Gabriel Aparecido dos Santos Garcia

Personal information
- Born: 2 October 1997 (age 28)

Sport
- Sport: Athletics
- Event: Sprint

Achievements and titles
- Personal best(s): 60m: 6.53 (2026) 100m: 10.10 (2023) 200m: 20.51 (2024)

Medal record
Representing Brazil
Men's athletics
South American Indoor Championships
| Gold medal – first place | 2026 Cochabamba | 60 m |

= Gabriel Aparecido dos Santos =

Brazilian athlete (born 1997)

Gabriel Aparecido dos Santos Garcia (born 2 October 1997) is a Brazilian sprinter. He won the gold medal in the 60 metres at the 2026 South American Indoor Championships. He competed at the 2024 Olympic Games and at the 2024 Paralympic Games as a guide runner for gold medal winning compatriot Jerusa Geber dos Santos.

==Biography==
From São Paulo, he is a member of Esporte Clube Pinheiros. In 2024, he was the Brazil champion over 200 metres. He was selected as part of the Brazilian 4 x 100 metres relay team for the 2024 Olympic Games. He also competed at the 2024 Paralympic Games as a guide runner for compatriot Jerusa Geber dos Santos, who won gold meals in the Women's 100 m and 200 m T11. In doing so, he became the first Brazilian man to compete in both the Olympic Games and Paralympic Games.
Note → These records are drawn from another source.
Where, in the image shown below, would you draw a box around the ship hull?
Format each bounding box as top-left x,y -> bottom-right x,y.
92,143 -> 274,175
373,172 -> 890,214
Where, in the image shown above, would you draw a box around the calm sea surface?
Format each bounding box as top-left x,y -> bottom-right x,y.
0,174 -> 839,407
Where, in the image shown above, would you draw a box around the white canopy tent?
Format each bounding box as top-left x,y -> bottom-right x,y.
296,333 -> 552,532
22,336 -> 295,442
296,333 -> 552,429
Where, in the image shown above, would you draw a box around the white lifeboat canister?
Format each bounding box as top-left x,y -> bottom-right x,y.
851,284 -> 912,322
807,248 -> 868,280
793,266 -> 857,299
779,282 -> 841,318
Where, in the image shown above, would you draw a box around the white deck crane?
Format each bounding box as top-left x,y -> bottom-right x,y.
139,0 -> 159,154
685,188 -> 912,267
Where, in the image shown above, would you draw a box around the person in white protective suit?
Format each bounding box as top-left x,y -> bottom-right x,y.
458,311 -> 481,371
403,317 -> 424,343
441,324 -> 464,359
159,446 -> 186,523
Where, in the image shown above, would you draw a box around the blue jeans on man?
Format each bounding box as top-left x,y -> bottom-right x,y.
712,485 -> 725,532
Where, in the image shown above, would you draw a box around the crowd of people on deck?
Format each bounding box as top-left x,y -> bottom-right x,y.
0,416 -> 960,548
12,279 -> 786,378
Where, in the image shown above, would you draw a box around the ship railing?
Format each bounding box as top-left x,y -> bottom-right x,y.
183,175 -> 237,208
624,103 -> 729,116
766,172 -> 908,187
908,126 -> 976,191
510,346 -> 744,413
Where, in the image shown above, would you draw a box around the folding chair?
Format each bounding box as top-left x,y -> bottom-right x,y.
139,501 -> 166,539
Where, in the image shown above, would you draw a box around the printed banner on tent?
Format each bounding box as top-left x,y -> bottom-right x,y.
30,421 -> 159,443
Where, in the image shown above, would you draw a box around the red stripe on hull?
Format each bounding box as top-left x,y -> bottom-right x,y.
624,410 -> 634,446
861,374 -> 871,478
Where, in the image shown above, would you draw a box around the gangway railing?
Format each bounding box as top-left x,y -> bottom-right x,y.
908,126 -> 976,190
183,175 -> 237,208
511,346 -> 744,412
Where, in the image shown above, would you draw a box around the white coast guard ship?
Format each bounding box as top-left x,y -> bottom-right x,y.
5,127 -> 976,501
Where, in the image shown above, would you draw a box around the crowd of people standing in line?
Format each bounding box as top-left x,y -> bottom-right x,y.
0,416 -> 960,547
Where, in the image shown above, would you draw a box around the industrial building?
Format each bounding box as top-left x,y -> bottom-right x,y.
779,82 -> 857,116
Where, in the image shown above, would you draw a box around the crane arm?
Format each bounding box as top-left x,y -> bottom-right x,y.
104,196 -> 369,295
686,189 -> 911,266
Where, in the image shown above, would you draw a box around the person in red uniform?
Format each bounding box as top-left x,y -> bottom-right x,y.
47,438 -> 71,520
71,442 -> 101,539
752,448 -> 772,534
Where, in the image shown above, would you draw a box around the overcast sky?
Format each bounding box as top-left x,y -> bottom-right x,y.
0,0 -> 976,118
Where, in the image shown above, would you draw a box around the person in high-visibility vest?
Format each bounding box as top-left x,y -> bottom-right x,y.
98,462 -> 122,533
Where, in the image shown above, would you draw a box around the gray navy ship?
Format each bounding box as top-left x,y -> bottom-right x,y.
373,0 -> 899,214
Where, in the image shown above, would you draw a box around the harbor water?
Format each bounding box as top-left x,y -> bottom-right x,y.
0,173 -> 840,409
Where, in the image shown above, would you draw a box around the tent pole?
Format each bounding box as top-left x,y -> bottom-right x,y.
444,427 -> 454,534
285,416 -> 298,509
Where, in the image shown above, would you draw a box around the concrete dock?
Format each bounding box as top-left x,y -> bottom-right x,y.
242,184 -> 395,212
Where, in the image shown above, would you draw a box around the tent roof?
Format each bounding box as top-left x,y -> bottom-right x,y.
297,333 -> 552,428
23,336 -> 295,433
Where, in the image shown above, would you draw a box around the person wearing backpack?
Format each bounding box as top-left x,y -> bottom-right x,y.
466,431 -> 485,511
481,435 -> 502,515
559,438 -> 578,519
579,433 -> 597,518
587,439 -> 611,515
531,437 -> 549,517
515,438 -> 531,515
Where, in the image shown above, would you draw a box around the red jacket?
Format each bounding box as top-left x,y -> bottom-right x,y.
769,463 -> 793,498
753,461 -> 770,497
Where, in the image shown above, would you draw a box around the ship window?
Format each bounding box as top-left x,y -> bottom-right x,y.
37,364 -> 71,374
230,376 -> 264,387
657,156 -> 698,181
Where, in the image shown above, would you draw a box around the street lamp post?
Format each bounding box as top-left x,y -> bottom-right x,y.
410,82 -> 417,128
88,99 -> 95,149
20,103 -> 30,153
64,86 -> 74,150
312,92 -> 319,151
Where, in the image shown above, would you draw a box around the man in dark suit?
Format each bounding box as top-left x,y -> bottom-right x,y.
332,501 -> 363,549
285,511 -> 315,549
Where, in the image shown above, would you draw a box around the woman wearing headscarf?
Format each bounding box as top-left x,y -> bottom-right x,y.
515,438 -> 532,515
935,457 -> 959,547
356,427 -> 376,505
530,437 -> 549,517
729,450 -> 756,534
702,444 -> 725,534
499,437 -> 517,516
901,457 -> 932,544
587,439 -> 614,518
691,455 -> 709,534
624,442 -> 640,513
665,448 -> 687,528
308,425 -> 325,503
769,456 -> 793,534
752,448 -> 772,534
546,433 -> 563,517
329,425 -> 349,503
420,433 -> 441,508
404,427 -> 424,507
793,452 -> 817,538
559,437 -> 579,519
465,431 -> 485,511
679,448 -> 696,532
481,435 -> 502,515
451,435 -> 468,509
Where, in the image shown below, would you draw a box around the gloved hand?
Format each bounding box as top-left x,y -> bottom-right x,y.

Dos Santos Garcia won the 60 metres in 6.56 seconds to finish ahead of Venezuelan Bryant Alamo at the 2026 South American Indoor Championships, in Cochabamba, Bolivia. In March 2026, he was selected for the 2026 World Athletics Indoor Championships in Toruń, Poland, running 6.63 seconds without advancing to the semi-finals. In May, he ran at the 2026 World Athletics Relays in the men's 4 × 100 metres relay in Gaborone, Botswana.